When it comes to residency and citizenship programs, change tends to be the only constant. And while this is to be expected – we’re dealing with governments here, after all – “program changes” is the last phrase that Citizenship By Investment applicants want to hear.

The Eye of Sauron in Brussels has been squarely focused on CBI programs in recent years, and has recently started taking serious aim at Vanuatu.
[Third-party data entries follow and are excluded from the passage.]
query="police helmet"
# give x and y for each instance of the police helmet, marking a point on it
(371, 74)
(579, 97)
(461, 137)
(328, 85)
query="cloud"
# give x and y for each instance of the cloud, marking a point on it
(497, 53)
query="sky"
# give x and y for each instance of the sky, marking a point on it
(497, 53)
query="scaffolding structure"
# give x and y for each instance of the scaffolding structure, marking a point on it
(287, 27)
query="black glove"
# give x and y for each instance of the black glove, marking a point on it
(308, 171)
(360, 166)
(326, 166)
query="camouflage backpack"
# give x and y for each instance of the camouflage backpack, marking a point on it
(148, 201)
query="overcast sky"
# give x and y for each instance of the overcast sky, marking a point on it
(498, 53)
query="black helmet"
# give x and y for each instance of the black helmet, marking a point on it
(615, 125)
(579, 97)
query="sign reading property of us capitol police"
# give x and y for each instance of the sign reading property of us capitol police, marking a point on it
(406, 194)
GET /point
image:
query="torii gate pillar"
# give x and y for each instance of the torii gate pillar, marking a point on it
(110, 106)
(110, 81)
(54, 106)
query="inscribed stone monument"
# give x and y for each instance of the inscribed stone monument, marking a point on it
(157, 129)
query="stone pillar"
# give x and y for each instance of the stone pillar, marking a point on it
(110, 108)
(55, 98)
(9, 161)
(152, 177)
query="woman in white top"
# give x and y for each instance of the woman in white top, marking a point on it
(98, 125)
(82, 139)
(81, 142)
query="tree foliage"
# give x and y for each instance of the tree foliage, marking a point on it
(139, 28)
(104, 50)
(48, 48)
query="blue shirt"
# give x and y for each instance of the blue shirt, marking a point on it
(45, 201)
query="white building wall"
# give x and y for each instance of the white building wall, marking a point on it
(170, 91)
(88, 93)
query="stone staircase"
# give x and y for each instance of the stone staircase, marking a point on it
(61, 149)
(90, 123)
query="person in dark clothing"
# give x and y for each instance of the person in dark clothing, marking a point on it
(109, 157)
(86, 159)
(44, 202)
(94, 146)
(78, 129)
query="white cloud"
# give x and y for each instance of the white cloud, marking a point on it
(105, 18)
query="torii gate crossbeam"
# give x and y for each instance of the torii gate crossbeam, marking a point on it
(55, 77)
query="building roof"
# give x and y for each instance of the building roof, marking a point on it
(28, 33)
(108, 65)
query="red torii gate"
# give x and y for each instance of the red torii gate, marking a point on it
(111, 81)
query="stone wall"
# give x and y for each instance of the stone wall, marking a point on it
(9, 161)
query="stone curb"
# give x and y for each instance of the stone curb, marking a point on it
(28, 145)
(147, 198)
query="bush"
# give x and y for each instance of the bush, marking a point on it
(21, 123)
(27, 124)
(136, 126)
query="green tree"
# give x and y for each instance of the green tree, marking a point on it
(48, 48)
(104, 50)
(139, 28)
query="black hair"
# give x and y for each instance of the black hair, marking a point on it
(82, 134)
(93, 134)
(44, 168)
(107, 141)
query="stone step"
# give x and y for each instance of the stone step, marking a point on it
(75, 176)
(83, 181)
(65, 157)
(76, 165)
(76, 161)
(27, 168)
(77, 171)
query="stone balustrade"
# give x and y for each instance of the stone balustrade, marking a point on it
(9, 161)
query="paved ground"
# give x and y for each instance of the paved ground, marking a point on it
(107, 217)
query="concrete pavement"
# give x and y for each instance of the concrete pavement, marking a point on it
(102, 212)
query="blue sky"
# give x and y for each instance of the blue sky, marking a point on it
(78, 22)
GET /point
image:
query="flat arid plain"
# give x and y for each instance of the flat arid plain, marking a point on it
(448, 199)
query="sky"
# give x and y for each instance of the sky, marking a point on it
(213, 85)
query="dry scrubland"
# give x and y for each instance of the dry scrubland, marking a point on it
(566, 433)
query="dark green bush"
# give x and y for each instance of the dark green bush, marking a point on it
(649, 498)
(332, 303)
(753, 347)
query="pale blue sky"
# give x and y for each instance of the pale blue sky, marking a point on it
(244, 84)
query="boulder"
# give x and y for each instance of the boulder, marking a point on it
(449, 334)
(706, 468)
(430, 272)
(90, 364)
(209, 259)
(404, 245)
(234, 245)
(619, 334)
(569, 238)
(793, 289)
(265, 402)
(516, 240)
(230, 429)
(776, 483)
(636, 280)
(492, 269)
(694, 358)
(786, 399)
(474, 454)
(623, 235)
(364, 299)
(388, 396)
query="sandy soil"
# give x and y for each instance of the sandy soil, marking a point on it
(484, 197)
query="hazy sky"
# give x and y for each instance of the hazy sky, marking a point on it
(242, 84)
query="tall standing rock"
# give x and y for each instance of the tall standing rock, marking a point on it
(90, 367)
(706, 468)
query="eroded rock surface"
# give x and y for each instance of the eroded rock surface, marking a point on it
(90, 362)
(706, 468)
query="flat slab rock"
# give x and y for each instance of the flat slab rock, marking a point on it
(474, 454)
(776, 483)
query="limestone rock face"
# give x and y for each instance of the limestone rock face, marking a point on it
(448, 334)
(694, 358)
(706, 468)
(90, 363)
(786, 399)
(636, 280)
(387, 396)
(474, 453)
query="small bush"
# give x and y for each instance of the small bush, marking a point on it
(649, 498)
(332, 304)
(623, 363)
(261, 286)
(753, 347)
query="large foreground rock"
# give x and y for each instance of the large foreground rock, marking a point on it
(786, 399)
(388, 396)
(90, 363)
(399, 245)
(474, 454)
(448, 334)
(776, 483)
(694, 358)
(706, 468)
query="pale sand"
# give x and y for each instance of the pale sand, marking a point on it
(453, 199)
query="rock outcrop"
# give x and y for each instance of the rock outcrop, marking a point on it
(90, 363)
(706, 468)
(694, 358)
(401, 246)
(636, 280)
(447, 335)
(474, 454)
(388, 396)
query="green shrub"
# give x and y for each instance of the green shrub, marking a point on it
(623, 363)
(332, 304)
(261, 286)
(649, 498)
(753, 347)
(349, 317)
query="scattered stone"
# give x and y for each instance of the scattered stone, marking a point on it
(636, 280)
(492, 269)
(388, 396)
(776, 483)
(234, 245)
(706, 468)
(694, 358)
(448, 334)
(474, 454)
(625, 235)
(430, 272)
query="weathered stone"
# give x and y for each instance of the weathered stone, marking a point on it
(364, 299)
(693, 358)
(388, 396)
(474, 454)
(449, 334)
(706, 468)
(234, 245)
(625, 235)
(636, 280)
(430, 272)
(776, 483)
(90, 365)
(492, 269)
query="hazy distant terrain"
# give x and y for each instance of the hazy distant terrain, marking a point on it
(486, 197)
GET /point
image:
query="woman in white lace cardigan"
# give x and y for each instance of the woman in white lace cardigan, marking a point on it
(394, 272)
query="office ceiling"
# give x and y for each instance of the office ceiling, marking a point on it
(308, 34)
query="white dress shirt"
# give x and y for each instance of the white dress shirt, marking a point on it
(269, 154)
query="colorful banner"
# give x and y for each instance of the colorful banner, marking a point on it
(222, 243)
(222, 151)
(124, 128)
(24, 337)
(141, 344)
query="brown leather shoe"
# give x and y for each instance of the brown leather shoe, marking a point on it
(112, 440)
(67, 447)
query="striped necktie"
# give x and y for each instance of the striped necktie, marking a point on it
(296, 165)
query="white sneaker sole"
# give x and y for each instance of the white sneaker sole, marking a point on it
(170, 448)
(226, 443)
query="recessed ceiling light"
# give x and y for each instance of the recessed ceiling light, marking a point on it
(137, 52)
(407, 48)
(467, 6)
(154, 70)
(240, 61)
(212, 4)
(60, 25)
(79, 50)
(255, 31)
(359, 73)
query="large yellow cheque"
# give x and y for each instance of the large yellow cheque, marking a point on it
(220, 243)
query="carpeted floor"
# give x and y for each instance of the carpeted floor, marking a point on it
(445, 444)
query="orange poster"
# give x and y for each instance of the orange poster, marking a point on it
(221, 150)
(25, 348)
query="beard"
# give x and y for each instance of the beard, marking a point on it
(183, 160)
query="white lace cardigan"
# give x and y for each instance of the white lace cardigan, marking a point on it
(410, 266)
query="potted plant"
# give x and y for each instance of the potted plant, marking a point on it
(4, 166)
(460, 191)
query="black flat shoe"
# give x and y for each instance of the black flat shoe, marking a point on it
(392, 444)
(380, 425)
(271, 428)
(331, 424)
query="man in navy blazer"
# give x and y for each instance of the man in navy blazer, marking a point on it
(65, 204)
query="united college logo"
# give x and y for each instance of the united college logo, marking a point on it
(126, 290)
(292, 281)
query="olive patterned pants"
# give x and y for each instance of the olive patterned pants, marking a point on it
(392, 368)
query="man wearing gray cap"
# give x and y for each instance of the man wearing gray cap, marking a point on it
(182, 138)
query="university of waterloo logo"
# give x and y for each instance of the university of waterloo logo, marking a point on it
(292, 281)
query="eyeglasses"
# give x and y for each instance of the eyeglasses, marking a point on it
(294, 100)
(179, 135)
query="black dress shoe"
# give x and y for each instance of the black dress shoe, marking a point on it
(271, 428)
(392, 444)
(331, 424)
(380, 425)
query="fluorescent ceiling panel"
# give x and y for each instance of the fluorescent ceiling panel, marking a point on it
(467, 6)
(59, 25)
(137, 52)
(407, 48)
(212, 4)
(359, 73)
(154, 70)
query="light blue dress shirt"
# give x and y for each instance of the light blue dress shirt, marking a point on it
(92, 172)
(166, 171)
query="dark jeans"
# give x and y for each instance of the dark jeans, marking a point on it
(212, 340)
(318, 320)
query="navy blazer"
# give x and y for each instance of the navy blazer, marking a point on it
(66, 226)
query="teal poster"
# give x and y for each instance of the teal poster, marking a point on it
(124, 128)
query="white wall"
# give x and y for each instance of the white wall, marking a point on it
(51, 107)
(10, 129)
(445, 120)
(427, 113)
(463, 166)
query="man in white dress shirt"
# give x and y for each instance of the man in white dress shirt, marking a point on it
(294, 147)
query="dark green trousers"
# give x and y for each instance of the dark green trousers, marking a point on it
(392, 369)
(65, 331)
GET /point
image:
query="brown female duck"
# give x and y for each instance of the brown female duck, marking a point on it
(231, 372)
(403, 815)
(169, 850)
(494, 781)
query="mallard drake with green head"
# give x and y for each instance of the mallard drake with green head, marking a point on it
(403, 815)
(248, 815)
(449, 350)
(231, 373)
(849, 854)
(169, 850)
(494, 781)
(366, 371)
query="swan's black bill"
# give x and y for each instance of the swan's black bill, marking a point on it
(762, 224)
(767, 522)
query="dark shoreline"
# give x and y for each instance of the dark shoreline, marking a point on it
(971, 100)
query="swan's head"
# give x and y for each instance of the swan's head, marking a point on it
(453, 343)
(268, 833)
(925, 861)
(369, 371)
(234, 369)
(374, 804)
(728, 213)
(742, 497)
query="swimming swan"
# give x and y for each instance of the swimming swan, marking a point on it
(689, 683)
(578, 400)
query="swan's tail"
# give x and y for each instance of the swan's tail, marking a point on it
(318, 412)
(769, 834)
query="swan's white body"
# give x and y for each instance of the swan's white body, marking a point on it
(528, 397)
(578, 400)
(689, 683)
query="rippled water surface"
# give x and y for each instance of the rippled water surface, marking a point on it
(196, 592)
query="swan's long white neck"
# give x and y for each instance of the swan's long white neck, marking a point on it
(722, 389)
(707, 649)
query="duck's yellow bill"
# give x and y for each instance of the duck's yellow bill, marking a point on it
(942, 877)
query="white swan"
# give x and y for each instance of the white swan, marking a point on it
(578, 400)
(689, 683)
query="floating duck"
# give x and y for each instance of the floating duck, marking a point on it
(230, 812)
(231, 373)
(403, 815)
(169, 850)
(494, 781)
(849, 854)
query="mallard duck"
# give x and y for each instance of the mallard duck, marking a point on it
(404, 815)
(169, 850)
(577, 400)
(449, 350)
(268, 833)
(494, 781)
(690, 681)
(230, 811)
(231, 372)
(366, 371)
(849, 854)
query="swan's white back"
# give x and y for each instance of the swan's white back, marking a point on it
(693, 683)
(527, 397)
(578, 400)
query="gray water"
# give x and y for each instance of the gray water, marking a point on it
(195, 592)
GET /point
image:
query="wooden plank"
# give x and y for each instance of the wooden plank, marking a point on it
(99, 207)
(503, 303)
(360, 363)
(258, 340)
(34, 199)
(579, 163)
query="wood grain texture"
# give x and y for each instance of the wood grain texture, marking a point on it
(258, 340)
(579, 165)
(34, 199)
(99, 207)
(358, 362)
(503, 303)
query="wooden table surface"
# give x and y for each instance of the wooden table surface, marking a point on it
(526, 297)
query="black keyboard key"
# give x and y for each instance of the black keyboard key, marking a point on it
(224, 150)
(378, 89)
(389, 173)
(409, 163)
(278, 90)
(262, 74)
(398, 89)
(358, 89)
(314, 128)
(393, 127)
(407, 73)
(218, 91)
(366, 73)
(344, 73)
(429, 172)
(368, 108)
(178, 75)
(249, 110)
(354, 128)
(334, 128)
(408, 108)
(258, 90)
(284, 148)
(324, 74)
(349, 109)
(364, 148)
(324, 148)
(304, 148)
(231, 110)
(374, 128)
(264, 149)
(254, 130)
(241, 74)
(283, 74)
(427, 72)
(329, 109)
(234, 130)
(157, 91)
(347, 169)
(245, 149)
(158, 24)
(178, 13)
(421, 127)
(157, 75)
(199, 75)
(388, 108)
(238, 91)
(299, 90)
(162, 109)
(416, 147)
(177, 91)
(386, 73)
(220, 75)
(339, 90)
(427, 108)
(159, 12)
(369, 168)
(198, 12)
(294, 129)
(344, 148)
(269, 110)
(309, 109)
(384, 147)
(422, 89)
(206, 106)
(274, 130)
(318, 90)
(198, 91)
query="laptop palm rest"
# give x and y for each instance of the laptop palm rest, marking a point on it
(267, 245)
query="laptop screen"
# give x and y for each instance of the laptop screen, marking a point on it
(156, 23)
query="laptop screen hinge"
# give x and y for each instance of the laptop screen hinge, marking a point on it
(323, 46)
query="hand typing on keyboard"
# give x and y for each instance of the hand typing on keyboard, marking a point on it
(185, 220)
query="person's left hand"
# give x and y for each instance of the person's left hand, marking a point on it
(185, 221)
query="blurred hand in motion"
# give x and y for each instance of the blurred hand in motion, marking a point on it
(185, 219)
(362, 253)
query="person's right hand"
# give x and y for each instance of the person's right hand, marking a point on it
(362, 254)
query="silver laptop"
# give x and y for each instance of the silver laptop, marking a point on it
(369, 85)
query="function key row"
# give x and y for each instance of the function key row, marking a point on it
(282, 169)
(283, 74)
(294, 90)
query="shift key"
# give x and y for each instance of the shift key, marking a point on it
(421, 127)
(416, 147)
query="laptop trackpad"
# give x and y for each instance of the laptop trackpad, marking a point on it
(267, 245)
The EU’s allegations have been, in large part, informed by the fact that the program’s rejections rates are so low. The reality is that service providers for the program weed out potential bad actors, so they never even get to apply. These accusations are therefore rather disingenuous – but perhaps not entirely unfounded.

The reality is that EU politicians can score cheap political points at home by bashing Vanuatu – without any real downsides.

But be that as it may, Vanuatu ignored a number of warnings by the EU to get their house in order. Hence, on May 3d, the Vanuatu passport formally lost its visa-free access to the Schengen Area for a period of nine months.

And no one who acquired a passport via this CBI program can be thrilled right now.
While the EU isn’t going after the rest of the Caribbean programs – yet – it is likely just going to be a matter of time…

In the interim, however, there is a range of other CBI programs with solid reputations to choose from – think St Kitts and Nevis, Antigua and Barbuda, etc.

The bottomline

Vanuatu is too far away from anywhere to serve as a viable Plan B location – unless you’re an Australian. And getting there was effectively impossible during the pandemic. So while there are numerous other CBI programs, including those in the Caribbean, which we are happy to present as options to our members, we’d personally give the Vanuatu program a miss.